# 2015 Nissan Rogue stalls on road-trips.



## Adonyx (Aug 29, 2019)

Whenever I'm driving around town I have no problems, even if I drive all day, but whenever I take long road-trips on the highway at speeds of 65mph+, after an hour or so of driving I start losing power. When this occurs, the gas pedal has little or no effect. The rpms are either unaffected by pressing the gas pedal, or they go slightly up but the engine doesn't sound like it's revving up and I struggle to maintain 55-60mph. Usually if I keep driving it, it maxes out at 40-45mph, and if I pull over for 10-15minutes I can begin driving normally again for maybe 20 minutes.

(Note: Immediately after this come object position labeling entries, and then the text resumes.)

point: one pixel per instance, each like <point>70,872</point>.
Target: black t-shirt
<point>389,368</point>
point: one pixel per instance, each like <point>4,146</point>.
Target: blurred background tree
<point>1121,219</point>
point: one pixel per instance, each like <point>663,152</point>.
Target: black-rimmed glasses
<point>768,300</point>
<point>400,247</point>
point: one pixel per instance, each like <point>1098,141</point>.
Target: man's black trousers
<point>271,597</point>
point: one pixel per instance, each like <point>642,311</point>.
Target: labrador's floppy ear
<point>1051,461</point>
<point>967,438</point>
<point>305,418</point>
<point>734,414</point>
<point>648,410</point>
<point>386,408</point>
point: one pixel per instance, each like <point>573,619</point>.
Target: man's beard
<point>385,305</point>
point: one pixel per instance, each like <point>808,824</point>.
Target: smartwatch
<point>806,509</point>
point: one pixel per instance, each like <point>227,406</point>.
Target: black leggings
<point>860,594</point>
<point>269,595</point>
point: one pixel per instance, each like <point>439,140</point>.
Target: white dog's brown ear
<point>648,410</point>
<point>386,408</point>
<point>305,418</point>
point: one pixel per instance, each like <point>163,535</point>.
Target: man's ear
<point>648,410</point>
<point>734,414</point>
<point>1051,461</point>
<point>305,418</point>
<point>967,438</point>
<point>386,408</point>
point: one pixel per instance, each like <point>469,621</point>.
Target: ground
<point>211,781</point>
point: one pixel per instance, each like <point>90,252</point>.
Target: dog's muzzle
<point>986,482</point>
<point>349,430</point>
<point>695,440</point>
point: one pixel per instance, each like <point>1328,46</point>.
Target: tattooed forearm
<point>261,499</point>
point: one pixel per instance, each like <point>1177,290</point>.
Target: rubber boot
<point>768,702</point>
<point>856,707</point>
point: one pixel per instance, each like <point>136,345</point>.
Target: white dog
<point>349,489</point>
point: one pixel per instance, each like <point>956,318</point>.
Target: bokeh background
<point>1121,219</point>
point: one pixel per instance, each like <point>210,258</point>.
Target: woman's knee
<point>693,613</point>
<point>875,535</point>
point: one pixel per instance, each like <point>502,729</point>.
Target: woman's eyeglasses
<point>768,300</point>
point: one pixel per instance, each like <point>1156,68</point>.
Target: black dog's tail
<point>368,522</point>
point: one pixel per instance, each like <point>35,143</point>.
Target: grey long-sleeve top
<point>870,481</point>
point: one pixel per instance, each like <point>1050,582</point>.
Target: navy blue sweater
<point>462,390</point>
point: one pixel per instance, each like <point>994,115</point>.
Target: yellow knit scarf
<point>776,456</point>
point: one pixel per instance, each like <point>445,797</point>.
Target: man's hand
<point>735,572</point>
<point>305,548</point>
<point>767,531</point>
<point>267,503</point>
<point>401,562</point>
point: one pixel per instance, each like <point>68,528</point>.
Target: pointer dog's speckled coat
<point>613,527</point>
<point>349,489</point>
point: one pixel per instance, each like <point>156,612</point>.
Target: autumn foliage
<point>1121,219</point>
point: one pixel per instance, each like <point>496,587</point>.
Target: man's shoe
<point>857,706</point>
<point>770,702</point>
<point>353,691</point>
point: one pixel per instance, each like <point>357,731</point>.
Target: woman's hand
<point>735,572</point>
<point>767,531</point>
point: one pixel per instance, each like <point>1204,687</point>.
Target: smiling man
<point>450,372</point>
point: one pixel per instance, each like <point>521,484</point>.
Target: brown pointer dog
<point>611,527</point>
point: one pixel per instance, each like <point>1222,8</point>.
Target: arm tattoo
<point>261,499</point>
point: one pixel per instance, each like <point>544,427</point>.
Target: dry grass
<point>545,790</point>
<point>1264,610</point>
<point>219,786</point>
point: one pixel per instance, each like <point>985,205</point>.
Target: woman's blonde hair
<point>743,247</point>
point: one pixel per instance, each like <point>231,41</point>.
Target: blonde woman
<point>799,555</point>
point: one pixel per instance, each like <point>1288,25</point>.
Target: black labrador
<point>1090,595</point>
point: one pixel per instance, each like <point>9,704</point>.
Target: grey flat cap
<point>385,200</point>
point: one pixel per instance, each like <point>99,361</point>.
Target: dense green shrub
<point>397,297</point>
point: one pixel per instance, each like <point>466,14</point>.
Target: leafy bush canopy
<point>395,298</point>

Occasionally the engine light comes on, and when it does, it gives a catalytic converter code. But the engine light usually goes away after a few days and stays off for weeks at a time. The problem I'm describing happens whether the engine light is on or off, and for instance there's been no check engine light for over a month and the problem just occured a couple days ago with no engine light.

FYI I have 106k miles.


----------



## pclilien (Apr 25, 2019)

Adonyx said:


> Whenever I'm driving around town I have no problems, even if I drive all day, but whenever I take long road-trips on the highway at speeds of 65mph+, after an hour or so of driving I start losing power. When this occurs, the gas pedal has little or no effect. The rpms are either unaffected by pressing the gas pedal, or they go slightly up but the engine doesn't sound like it's revving up and I struggle to maintain 55-60mph. Usually if I keep driving it, it maxes out at 40-45mph, and if I pull over for 10-15minutes I can begin driving normally again for maybe 20 minutes.
> 
> Occasionally the engine light comes on, and when it does, it gives a catalytic converter code. But the engine light usually goes away after a few days and stays off for weeks at a time. The problem I'm describing happens whether the engine light is on or off, and for instance there's been no check engine light for over a month and the problem just occured a couple days ago with no engine light.
> 
> FYI I have 106k miles.


This is a classic CVT overheating. It needs a flush. See if it has a cooler and if not get one installed.


----------